Magnetic AuNP@Fe3O4 nanoparticles as reusable carriers for reversible enzyme immobilization

Abstract

A reusable carrier for enzyme immobilization consisting of magnetic Fe3O4 nanoparticles coated with a layer of gold nanoparticles (AuNPs) has been demonstrated. The gold nanoparticles served as an intermediate ligand on which trypsin was reversibly immobilized. This immobilized trypsin reactor was used for the digestion of standard proteins that was achieved within 15min.

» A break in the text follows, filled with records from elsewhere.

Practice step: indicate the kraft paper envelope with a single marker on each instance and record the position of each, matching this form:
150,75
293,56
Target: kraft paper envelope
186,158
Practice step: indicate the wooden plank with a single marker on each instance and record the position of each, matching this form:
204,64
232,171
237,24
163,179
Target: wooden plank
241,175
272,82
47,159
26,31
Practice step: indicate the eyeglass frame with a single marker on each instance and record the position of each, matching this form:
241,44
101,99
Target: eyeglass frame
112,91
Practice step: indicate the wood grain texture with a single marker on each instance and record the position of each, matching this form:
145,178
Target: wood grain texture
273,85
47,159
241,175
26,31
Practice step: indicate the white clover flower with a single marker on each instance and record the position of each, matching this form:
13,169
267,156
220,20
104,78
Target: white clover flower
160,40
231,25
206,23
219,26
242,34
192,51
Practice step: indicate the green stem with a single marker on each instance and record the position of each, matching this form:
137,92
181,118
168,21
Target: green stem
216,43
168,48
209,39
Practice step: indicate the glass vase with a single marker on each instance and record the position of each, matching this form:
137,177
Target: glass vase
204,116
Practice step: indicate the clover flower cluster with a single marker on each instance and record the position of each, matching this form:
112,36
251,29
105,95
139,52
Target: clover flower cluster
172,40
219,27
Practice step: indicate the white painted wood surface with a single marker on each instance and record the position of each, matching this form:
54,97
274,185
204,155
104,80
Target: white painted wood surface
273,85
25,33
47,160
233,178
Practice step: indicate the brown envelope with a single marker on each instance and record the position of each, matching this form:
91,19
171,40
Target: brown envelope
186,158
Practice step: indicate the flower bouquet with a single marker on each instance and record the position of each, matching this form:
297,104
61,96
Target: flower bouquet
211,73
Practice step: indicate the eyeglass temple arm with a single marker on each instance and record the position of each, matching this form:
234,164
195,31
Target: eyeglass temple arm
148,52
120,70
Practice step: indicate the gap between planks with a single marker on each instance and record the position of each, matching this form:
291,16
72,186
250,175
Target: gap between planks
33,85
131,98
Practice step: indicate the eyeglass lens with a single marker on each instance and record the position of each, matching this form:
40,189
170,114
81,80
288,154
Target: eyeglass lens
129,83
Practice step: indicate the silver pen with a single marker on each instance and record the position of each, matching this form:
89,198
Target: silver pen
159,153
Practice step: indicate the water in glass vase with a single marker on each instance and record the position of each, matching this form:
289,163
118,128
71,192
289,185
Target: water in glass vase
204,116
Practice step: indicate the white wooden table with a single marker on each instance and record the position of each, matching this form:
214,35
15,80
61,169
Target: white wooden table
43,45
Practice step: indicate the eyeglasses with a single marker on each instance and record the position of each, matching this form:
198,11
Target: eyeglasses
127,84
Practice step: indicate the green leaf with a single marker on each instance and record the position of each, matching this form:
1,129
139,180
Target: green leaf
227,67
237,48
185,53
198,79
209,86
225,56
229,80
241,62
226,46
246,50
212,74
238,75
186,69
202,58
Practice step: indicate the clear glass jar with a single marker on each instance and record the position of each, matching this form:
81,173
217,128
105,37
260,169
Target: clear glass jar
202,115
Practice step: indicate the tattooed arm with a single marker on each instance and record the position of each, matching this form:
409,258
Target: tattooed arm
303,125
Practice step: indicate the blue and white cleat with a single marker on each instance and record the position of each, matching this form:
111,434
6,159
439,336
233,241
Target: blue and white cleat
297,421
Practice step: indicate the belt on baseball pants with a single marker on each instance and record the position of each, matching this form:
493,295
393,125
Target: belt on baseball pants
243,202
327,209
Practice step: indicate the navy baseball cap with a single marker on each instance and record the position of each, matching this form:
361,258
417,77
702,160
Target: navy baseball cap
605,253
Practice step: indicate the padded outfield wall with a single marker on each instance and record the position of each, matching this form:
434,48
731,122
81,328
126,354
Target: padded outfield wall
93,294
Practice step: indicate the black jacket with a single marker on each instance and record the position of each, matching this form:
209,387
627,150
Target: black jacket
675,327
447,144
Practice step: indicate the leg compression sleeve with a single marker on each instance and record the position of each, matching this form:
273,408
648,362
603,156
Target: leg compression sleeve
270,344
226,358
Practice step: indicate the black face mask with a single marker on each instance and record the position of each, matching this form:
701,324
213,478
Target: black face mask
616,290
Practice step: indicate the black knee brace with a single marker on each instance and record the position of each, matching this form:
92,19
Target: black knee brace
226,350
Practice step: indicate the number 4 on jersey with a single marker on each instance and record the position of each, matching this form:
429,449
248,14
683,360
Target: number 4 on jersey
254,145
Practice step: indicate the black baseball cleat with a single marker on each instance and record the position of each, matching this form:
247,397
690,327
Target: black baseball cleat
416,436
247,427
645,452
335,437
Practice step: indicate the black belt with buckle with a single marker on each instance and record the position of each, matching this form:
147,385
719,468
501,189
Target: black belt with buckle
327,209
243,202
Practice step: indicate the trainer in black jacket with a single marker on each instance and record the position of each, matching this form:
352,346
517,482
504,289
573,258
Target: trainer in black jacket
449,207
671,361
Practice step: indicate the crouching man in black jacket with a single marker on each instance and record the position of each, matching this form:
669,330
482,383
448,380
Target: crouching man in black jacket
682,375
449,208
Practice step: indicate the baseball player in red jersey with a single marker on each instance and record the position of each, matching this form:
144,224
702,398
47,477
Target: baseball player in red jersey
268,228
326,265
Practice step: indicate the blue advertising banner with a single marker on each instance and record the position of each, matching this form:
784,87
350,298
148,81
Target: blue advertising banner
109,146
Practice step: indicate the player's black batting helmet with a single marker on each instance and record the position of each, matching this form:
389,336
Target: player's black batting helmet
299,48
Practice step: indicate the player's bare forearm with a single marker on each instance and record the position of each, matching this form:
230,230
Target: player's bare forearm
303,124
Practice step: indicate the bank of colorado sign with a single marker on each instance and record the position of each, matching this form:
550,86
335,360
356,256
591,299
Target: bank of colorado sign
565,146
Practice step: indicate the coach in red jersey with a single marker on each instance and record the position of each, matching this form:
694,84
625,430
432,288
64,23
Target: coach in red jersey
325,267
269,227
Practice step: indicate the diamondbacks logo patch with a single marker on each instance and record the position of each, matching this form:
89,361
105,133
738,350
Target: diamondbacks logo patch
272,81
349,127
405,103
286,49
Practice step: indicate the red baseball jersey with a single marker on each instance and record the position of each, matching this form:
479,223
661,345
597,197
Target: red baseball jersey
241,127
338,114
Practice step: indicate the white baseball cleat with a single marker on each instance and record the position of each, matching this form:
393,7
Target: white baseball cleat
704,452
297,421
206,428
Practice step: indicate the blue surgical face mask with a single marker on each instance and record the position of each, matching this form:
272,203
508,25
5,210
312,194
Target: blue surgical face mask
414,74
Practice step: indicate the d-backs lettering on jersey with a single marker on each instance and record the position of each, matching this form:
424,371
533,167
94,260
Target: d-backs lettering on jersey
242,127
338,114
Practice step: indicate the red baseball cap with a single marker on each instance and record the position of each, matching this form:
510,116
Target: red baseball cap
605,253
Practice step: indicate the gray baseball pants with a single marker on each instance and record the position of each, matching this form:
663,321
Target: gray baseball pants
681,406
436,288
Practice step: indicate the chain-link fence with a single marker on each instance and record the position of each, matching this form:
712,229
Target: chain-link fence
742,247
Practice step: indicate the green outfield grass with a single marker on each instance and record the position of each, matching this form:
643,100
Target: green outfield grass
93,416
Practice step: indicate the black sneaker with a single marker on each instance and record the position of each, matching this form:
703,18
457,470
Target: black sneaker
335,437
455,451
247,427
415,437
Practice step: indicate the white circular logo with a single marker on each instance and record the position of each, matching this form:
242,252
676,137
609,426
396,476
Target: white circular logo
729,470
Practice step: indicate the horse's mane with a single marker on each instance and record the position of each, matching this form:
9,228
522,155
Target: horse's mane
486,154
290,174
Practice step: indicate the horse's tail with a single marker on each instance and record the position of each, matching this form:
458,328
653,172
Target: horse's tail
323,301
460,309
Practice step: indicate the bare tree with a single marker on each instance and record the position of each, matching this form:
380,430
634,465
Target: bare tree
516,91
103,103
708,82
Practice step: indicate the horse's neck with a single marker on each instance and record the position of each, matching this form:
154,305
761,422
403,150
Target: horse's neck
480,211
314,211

After digestion, the trypsin-loaded nanoparticles were recovered from the reaction mixture using a magnet. The peptides in digest were then determined using HPLC and MALDI-TOF mass spectrometry. Sequence coverages of 93.8%, 90.9%, and 54.1% were observed for myoglobin, cytochrome c, and bovine serum albumin, respectively. Our newly designed AuNP@Fe3O4 enzymatic nanosystem enabled significant acceleration of the enzyme catalyzed reaction. We also observed a higher efficiency compared with in-solution digestion using free trypsin, and with reactors produced using conventional immobilization techniques such as electrostatic interaction, covalent bonding, and formation of metal chelate complexes. Furthermore, the use of gold nanoparticles as the intermediate ligand enabled regeneration of the enzyme and recovery of the activity in our system simply by stripping the inactive trypsin from the gold nanoparticles using sodium borohydride followed by the immobilization of fresh trypsin.